Structural Characterisation of members of the DHDPS/NAL subfamily of proteins
Thesis DisciplineBiological Sciences
Degree GrantorUniversity of Canterbury
Degree NameMaster of Science
The DHDPS/NAL subfamily of enzymes share a very similar structure while catalysing a wide variety of reactions in different biochemical pathways. The structural similarity between members allows us to understand how this subfamily of enzymes has evolved. This project characterises some of the more obscure enzymes in the DHDPS/NAL subfamily in order to investigate evolutionary relationships within this subfamily of proteins. This will be done though techniques to investigate the structural states of these proteins as well as their solution based structure.
There are two protein groups under investigation: trans-hydroxybenzylidenepyruvate hydratase-aldolase (tHBP-HA), 1-pyrroline-4-hydroxy-2-carboxylate deaminase (HypD). tHBPHA catalyses the final step of the naphthalene degradation pathway, it has been previously characterised as a trimer.
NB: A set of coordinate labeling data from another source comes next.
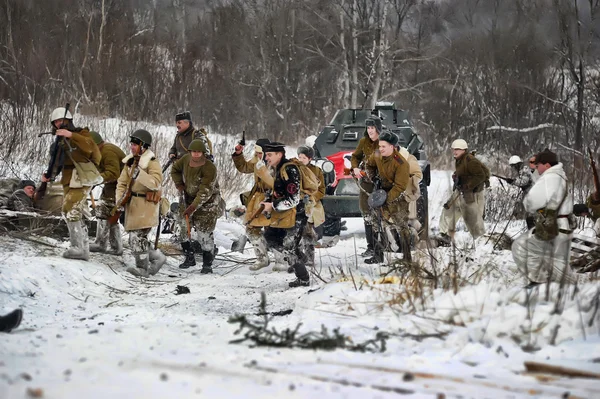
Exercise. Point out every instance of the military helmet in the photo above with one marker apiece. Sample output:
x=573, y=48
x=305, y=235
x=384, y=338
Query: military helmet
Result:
x=143, y=136
x=515, y=159
x=459, y=144
x=197, y=145
x=60, y=113
x=374, y=121
x=306, y=150
x=96, y=137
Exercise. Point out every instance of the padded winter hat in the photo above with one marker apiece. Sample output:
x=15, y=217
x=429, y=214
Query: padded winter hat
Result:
x=545, y=157
x=389, y=137
x=25, y=183
x=96, y=137
x=183, y=116
x=459, y=144
x=260, y=143
x=274, y=146
x=374, y=121
x=306, y=150
x=197, y=145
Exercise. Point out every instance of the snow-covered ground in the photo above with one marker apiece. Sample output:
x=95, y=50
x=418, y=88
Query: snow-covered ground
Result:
x=91, y=330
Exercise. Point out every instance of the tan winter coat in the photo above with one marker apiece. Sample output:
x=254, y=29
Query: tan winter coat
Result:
x=110, y=169
x=139, y=213
x=263, y=181
x=84, y=150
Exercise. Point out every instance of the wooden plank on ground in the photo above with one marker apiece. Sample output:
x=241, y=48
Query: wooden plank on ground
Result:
x=563, y=370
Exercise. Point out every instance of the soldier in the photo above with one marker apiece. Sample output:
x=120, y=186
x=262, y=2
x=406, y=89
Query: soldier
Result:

Analytical ultracentrifugation (AUC) has been used to probe the oligomeric states of the proteins to confirm if they are similar to the tetrameric DHDPS/NAL. tHBPHA was found to be consistent with a tetrameric protein. This was further shown through use of Small angle x-ray scattering (SAXS). Structure for tHBP-HA from P. fluorescens was solved through X-ray crystallography to 2.2Â, allowing for investigation of the active site. The replacement of a tyrosine from the adjacent monomer was the only difference in the conserved amino acids within the active site. It was found that tHBPHA does not show activity towards the DHDPS substrates.
The second protein investigated is HypD. HypD is involved in L-Hydroxyproline metabolism in bacteria and different groups have labelled it as either a tetrameric or hexameric protein. AUC showed that the four HypD proteins were consistent with hexameric proteins and were largely different to the reference protein E. coli DHDPS. This was again further shown using SAXS. The crystal structure for M. lupine HypD was produced to 2.9Å. The protein fits the hexameric architype, further showing that HypD are hexameric. The active site showed no interaction with the opposing monomer in the dimer interface, a contrast to the other members of the DHDPS/NAL subfamily. This shows that HypD is a novel member of the DHDPS/NAL subfamily. It was found that HypD does not show activity towards the DHDPS substrates.